New York City uses three categories for recording bike lanes, which we have termed Protected Lanes, Unprotected Lanes, and Sharrows. The highest level of protection recorded in the data is a protected lane, which is separated from vehicle lanes by parked cars or another kind of buffer to create a dedicated space for cyclists. An unprotected lane is one in which the bike lane is painted onto the street immediately adjacent to the vehicle lane. Even though this is a bike lane, it offers less protection because vehicles can easily wander into the bike lane. The final category, sharrow, is used when streets are not wide enough for separate vehicle and bike lanes. The term sharrow refers to the symbol of an arrow with a cycle and is meant to encourage drivers to share the lane with cyclists. Since the sharrow is very similar to a street without a bike lane, we decided to exclude it from our category of bike lane.
| Protected Lane | Unprotected Lane | Sharrow |
|---|---|---|
Since the the Citibike network does not extend throughout all of New York, we defined a study area based on the time frame used by our predictive model: August 2020. We chose this month because it captures the warm weather of the summer and includes stations in the Bronx, which was only added to the Citibike network starting in July 2020. Our study area therefore comprises a half mile buffer around the Citibike stations that were available in August of 2020. This study area extends for most of Manhattan, and parts of the Bronx, Brooklyn, and Queens.
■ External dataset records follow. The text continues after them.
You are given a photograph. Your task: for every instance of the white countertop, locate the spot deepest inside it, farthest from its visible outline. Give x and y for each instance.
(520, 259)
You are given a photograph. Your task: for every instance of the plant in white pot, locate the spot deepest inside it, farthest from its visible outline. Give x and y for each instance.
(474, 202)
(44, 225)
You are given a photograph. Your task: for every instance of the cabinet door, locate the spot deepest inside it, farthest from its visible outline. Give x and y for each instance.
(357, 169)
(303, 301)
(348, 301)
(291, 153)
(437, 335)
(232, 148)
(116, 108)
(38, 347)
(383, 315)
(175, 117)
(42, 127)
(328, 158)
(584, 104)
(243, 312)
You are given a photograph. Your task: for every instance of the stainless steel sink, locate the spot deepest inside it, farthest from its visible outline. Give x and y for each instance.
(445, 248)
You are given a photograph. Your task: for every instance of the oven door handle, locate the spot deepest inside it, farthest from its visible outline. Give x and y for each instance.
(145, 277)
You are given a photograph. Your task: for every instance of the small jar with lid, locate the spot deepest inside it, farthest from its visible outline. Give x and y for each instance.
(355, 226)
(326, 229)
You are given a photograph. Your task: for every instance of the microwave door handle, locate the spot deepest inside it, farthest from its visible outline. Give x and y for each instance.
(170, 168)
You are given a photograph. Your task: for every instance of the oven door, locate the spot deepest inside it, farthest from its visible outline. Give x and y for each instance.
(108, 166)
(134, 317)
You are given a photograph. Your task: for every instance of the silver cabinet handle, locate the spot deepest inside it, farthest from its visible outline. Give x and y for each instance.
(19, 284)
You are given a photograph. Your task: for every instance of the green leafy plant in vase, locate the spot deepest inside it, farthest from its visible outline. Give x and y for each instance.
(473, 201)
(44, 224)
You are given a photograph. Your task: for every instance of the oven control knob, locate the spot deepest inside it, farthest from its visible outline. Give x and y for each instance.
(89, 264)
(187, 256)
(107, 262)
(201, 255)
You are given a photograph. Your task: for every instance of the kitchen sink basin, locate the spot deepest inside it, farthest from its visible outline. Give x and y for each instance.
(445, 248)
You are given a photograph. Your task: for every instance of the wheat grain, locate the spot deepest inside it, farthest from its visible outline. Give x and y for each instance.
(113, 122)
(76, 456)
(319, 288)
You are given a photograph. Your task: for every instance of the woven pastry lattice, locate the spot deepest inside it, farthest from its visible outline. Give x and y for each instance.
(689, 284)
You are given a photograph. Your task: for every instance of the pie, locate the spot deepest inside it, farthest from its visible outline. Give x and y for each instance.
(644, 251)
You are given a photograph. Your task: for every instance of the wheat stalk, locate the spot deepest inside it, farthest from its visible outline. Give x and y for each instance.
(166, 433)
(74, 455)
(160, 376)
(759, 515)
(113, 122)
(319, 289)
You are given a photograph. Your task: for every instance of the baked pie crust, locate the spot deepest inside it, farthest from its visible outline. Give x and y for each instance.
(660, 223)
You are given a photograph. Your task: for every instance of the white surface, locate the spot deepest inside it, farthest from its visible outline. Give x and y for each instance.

Converting individual bikeshare trips into useful ridership data is a very challenging task. Since this is such a novel analysis, recording our data cleaning process will be helpful to anyone pursuing a similar project in the future. The steps we pursued are as follows:
Buffer Width
For ease of calculation, we chose a single buffer width of 15 feet. When buffers for different street segments overlap, assigning each point to only one of those buffers is more time-consuming in R. Using a buffer of 15 feet allowed us to capture most points and minimize overlap between buffers. However, many streets are more than 30 feet wide, so this method could miss some ridership. Using a variable buffer width based on street width could improve this calculation in the future.
Lines to Points
The built-in tool in ArcMap to Generate Points Along Lines is meant to place a point along each line at a specified distance. However, we found that with a dataset of 100,000 trips, the resulting data was very spatially inconsistent, with large peaks of 300-400 riders while no other adjoining street had counts higher than 30 trips. This suggested to us that the initial ArcMap tool was not generating points in the way it had described. We performed a second points generation using a custom tool from a Stack Exchange post, which resulted in much more spatially consistent ridership counts. However, there are still some segments where the count on one segment is several hundred trips higher than any adjoining segment. Future analyses should investigate this step and find the optimal way to generate points along lines, either in ArcMap, ArcGIS Pro, or R.